Bung Karno (1901 – 1970) – singa podium – pernah berpidato dengan mengangkat
negeri yang bernama Uttarakuru. Dalam dunia pewayangan, negeri ini dikenal
sebagai negeri yang tentang-tentram-damai. Negeri yang amat tenang, tidak
ada riak-riak sungai, gelombang, apalagi badai. Tidak ada gelengan kepala,
adanya anggukan kepala. Juga tidak ada dinamika, semuanya serba monoton.
Menyikapi negeri ini, Bung Karno berkata, "Jangan! Sekali-sekali tidak!"
Memang, kebalikan dari rasa nyaman adalah perdebatan, konflik, gejolak dan
akhirnya demo. Kata pepatah, "Laut yang tidak bergelomang tidak akan
menghasilkan pelaut yang trampil" sungguh ada benarnya.

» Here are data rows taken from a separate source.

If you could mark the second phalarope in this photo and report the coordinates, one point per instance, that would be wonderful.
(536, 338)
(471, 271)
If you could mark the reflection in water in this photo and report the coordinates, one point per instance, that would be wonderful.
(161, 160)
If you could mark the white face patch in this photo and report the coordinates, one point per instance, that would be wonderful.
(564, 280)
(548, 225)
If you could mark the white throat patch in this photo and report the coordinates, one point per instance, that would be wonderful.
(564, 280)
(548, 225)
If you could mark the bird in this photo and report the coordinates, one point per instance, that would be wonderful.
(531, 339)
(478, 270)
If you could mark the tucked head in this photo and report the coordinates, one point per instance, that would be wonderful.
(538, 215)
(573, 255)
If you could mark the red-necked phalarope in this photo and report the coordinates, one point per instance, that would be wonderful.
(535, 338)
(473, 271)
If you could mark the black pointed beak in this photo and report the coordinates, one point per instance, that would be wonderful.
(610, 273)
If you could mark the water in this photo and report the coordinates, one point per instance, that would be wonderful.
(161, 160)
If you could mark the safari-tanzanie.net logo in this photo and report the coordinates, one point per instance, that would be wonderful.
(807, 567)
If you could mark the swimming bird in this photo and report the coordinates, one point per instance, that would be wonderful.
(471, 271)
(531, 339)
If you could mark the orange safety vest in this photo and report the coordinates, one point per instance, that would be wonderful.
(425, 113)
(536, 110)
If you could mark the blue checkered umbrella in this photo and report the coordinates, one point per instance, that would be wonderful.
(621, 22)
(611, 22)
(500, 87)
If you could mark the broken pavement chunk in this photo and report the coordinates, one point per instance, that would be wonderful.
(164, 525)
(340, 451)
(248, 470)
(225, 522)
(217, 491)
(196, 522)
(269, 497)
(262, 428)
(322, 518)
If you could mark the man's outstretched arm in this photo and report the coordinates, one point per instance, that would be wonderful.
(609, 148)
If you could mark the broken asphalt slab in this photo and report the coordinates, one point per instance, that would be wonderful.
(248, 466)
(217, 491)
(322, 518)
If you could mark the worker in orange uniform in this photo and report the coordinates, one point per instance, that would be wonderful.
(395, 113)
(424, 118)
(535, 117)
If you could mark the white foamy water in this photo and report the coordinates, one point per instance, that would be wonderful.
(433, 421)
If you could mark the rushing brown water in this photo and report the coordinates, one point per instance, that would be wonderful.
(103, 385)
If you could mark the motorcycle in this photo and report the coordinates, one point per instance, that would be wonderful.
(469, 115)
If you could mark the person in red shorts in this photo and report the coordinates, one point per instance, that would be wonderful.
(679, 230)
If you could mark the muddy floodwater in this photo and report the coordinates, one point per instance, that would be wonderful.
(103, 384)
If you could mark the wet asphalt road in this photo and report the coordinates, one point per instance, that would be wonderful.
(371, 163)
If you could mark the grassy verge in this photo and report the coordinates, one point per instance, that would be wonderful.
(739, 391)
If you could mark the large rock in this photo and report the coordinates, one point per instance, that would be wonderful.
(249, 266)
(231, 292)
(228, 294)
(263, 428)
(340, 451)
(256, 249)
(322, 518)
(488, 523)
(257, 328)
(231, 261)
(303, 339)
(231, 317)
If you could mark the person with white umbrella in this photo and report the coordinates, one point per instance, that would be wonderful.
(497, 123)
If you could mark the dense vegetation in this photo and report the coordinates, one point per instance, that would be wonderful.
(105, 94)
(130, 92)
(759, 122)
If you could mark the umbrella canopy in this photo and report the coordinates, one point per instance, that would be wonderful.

Biasa orang yang sedang tertantang akan teringat masa-masa nyaman dan jaya.
Gunawan Muhamad dalam Catatan Pinggir (29 November 2009) menuliskan tentang
carut-marut, kehidupan gereja abad ke-16, decadency moral. Tulisnya, "Pernah
ada sebuah zaman ketika agama, zina, kekuasaan, uang, nepotisme, jual beli
jabatan, perang, pembunuhan, dan moralitas campur baur. Itulah abad ke 16 di
Italia, ketika Paus Aleksander VI (1431 – 1503) naik Takhta Suci." Masa
jaya itulah yang ingin digenggam dan tidak mau melepaskan oleh para penguasa
Gereja pada masa itu. Rasa nyaman dan kejayaan memiliki makna yang hampir
sama. Itulah yang kita sebut sebagai triumphalistis. Orang masih ingin
mengagungkan masa-masa jaya, padahal situasi sudah berubah. Merasa diri
tinggal di puncak, kejayaan, kemuliaan memang terasa nyaman, namun orang
lupa bahwa masa-masa itu bisa bisa tumbang karena rong-rongan yang digerus
oleh waktu.

Masa keemasan amat indah jika dikenang. Belum lama ini di kota Ambon, saya
mengunjungi wisma jompo, kisah-kisah dari para penghuni itu bertaburan
kata-kata masa jaya mereka. Seringkali kata yang mucul, "Waktu saya dulu
sebagai……." Atau, "Dulu, system lembaga ini saya yang buat." Celakanya lagi
yaitu ada lembaga yang pernah jaya atau moncer. Penghargaan datang dari
mana-mana, pimpinan lembaga menjadi orang penting. Namun sayang bahwa
lembaga tersebut kurang membaharui diri, sehingga ketinggalan zaman. Luarnya
hebat, namun di dalamnya keropos. Ia lupa adagium yang berbunyi, "Ecclesia
semper reformanda" yang berarti: Gereja selalu memperbaharui diri terus
menerus, sebab kalau tidak akan tergilas oleh waktu itu sendiri. Tempora
mutantur et nos mutamur in illis, waktu itu berubah dan kita pun ikut
berubah di dalam kurun waktu itu.

Sebelum pulang ke Manado, saya jalan­-jalan di rumah bulik (bahasa
Manadonya: tante atau mama ade). Anak dari bulik saya itu lama sekali
bekerja di ibu kota sebagai PRT (Pembantu Rumah Tangga). Selama
bertahun-tahun, ia sudah biasa hidup dalam dunia modern.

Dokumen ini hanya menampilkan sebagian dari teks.